T7 Global (T7G MK) - Secures One of the Pan Malaysia Packages

Date: 
2024-11-06
Firm: 
PHILLIP CAPITAL
Stock: 
Price Target: 
0.68
Price Call: 
BUY
Last Price: 
0.51
Upside/Downside: 
+0.17 (33.33%)
  • T7 Global has secured Package B2 (Guntong) for the provision of MCM for ExxonMobil Exploration and Production Malaysia
     
  • The contract, valued at RM500m, has a tenure of 5+3+2 years, bringing the latest orderbook to an estimated RM3.1bn
     
  • Maintain BUY rating with SOP-derived target price of RM0.68

Secured MCM Job From ExxonMobil

T7 Global (T7) announced that it has been awarded one of the Maintenance, Construction, Modification (MCM), and Hook-Up Commissioning (HUC) services contracts for Package B2 (Guntong) by ExxonMobil Exploration and Production Malaysia (EMEPMI). The contract, effective 1 Dec 24, has a 5-year duration, with an extension option for an additional 3+2 years.

Positive Contract Win With Better Margins

With overall MCM service rates increasing by c.20%, the net profit margin for this contract is expected to be higher than the previous MCM contract. Assuming a net profit margin of 9% (in line with management guidance), the estimated contract value of RM500m is projected to generate RM9m in PAT annually over 2025–29, representing 18% of our existing 2025E earnings forecast. With this contract win, T7’s total outstanding order book is estimated at RM3.1bn. We expect more positive contract award flow in the coming weeks, with only 4 of the 18 available HUC/MCM Pan Malaysia packages announced so far.
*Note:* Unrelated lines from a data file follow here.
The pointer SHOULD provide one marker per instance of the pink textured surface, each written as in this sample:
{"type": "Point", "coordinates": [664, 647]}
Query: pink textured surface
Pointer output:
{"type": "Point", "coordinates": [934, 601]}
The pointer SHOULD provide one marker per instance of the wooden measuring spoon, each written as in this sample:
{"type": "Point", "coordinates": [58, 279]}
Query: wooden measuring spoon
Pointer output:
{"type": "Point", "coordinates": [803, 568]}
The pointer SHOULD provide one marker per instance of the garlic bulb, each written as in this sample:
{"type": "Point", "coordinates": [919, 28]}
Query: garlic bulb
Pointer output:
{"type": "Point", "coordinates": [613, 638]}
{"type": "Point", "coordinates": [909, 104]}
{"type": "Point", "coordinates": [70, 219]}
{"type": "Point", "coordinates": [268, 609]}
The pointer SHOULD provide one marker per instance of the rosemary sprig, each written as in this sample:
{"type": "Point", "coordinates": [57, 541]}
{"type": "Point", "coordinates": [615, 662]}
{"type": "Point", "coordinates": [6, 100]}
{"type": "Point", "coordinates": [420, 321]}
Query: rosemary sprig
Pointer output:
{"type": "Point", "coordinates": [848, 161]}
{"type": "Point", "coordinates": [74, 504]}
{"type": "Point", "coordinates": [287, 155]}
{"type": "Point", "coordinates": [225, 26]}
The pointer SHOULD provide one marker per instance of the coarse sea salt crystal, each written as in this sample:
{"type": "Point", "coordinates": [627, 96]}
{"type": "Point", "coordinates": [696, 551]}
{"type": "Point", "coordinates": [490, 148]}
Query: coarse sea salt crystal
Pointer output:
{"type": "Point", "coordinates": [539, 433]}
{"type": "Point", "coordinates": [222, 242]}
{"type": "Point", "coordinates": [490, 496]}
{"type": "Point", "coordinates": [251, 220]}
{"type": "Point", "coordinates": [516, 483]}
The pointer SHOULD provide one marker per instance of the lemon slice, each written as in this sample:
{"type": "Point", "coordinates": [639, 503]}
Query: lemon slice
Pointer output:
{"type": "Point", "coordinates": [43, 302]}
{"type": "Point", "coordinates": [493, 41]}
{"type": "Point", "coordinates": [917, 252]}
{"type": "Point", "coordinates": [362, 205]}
Maintain BUY With RM0.68 Target Price

We make no changes to our earnings forecast as this contract win falls within our order book replenishment assumption. We reiterate our BUY rating and SOP-derived target price of RM0.68, which implies an 11x forward 2025E EPS. This contract win reinforces our positive view on T7’s earnings prospects (2025E EPS growth: 21%), supported by its sizeable order book with long-term earnings visibility (>50% comprised of MOPU with 5-10 years earnings visibility). Key risks to our BUY call include unforeseen operational delays in existing MOPUs, unforeseen delays in the BHS project and work orders, and higher-than-expected operating costs.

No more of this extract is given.